Friday, October 22, 2010

What Happens If Republicans Win Big And Nothing Changes?

Republicans are looking like they're going to regain control over the House of Representatives and a slim chance at winning control of the Senate. A divided Congress would mean that the only way that key legislation could get through - and that includes the budgets, military appropriations, etc., is on the basis of compromise.

Such compromise isn't exactly in the vocabulary of the Tea Party voters who are trying to send a message to Washington that the status quo is unacceptable. Their candidates that do get elected will quickly find themselves in a position of having to vote on measures that should deserve their vote.

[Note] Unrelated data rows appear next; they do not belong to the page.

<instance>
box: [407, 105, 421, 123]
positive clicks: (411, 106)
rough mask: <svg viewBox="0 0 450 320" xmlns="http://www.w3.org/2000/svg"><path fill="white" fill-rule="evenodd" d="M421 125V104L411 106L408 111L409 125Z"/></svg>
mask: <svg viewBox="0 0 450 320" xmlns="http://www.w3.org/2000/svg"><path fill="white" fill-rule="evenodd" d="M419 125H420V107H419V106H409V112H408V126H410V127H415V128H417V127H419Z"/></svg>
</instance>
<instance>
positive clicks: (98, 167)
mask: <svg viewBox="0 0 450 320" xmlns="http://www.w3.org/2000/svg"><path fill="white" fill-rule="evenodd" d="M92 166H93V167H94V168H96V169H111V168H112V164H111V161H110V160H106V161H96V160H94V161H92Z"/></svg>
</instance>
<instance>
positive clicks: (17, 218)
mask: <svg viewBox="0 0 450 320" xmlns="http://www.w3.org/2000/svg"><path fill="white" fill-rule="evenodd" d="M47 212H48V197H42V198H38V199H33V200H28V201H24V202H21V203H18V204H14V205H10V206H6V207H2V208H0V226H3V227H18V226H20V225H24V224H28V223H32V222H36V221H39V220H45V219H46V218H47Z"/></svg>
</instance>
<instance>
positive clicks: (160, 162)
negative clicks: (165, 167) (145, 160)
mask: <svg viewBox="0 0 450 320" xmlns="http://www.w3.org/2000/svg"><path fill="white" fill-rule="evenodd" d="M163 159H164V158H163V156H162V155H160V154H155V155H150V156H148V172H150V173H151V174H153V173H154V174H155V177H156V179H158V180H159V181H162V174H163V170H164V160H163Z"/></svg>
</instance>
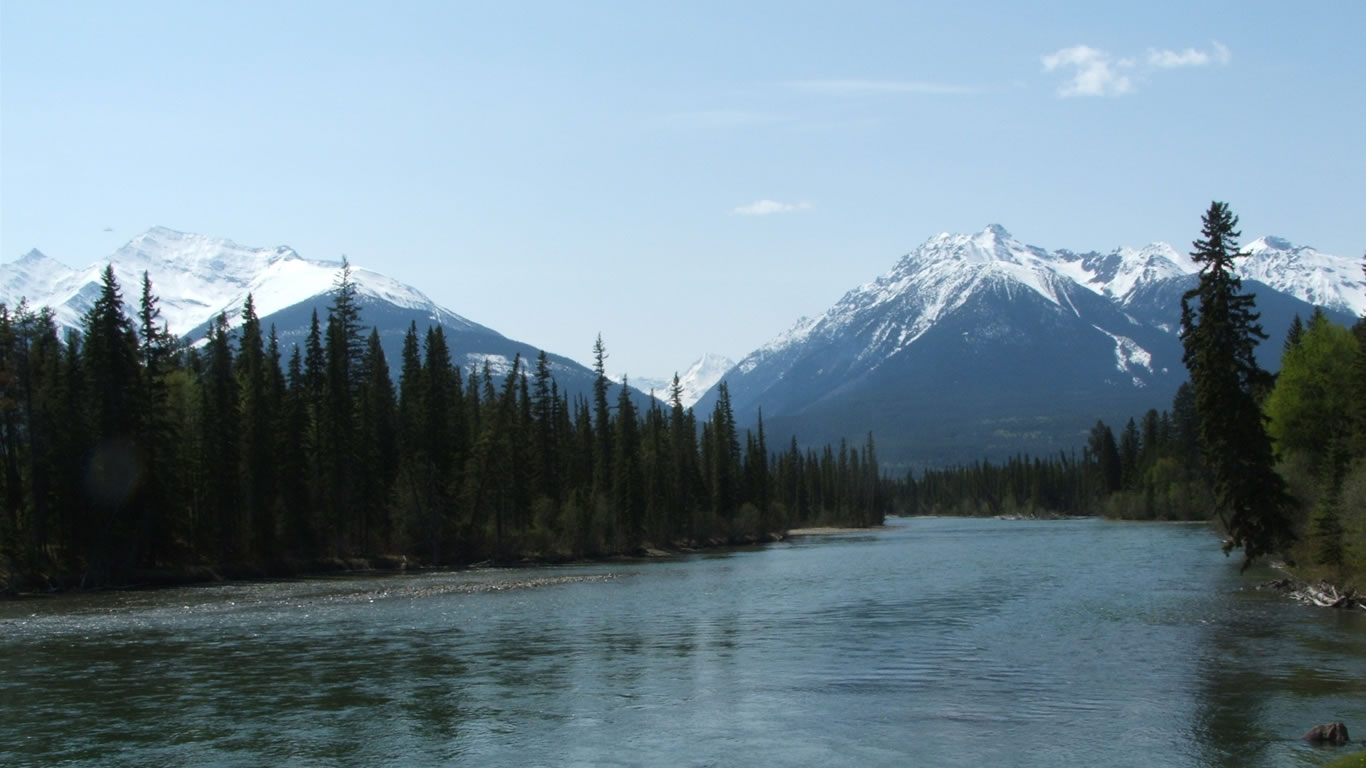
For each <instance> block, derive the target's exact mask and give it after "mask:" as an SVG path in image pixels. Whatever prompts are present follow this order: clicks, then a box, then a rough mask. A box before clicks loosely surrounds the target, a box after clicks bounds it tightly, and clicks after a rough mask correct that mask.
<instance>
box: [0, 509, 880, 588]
mask: <svg viewBox="0 0 1366 768" xmlns="http://www.w3.org/2000/svg"><path fill="white" fill-rule="evenodd" d="M878 527H882V526H878ZM859 530H872V529H859V527H799V529H791V530H784V532H772V533H766V534H742V536H732V537H725V538H723V537H712V538H705V540H693V538H688V540H682V541H675V543H671V544H668V545H665V547H654V545H646V547H641V548H639V549H634V551H630V552H601V553H591V555H581V556H574V555H570V553H563V552H522V553H518V555H514V556H510V558H505V559H500V560H481V562H478V563H462V564H430V563H425V562H421V560H414V559H410V558H406V556H402V555H380V556H370V558H325V559H313V560H301V559H290V558H281V559H277V560H272V562H268V563H224V564H212V566H209V564H198V566H178V567H160V568H135V570H133V571H131V573H128V575H127V577H126V578H123V579H120V581H119V582H115V584H100V585H92V584H89V577H87V574H46V573H44V574H37V575H36V577H34V578H33V579H31V581H30V582H27V584H19V585H18V588H16V589H11V590H4V589H0V600H5V599H23V597H31V596H37V594H56V593H67V592H119V590H137V589H164V588H172V586H189V585H195V584H223V582H250V581H283V579H306V578H313V577H332V575H340V574H366V573H393V574H398V573H443V571H467V570H477V568H518V567H540V566H564V564H574V563H607V562H615V560H638V559H652V558H675V556H680V555H690V553H694V552H713V551H723V549H739V548H747V547H758V545H764V544H773V543H779V541H784V540H787V538H788V537H794V536H821V534H831V533H851V532H859Z"/></svg>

These are candidates who have overpromised change and fiscal responsibility, but which will get a bitter lesson in the fiscal realities of the federal government. They may hope to overturn the health care legislation enacted earlier this year only to find that they lack the votes or wherewithal to get that legislation passed through Congress, let alone obtain sufficient votes to overrule a Presidential veto that would surely come with such efforts.

They may hope to cut funding on social programs, but find that they again run into the same political realities.

That, in turn, may result in a moderation of the party leadership into a more pragmatic view towards the long term. What this may do to the Tea Party is nothing short of causing apoplexy.

In other words, just as Republicans once painted Democrats as socialists, Marxists, and communists for their health care plans and takeover of whole sectors of the economy - the reality turned out to be quite different. Democrats did make hash of the health care reform (as I've repeatedly pointed out problems with the legislation that actually impose higher costs on consumers - not reduced costs as promised).

Now, we've got Democrats painting Republicans as extremists and the reality may turn out to be quite different.

Or one could hope.

If the Republicans do indeed turn out to be far more radical in their policy shift than their public persona - the Tea Party - then we will face a far more acrimonious two-year period running up to the 2012 elections than in any recent election.

So, what would happen if the Republicans don't win the majority in the House, and fail to take the Senate. Then all bets are off as to what the Tea Party would do. They would probably riot against the Republican leadership and blame the leadership for failing to win the votes rather than finding that the real fault lay in truly flawed candidates who were incompetent, racist, and blowhards, out-of-touch with reality, and far more radical than their constituencies (all voters, not just party faithful).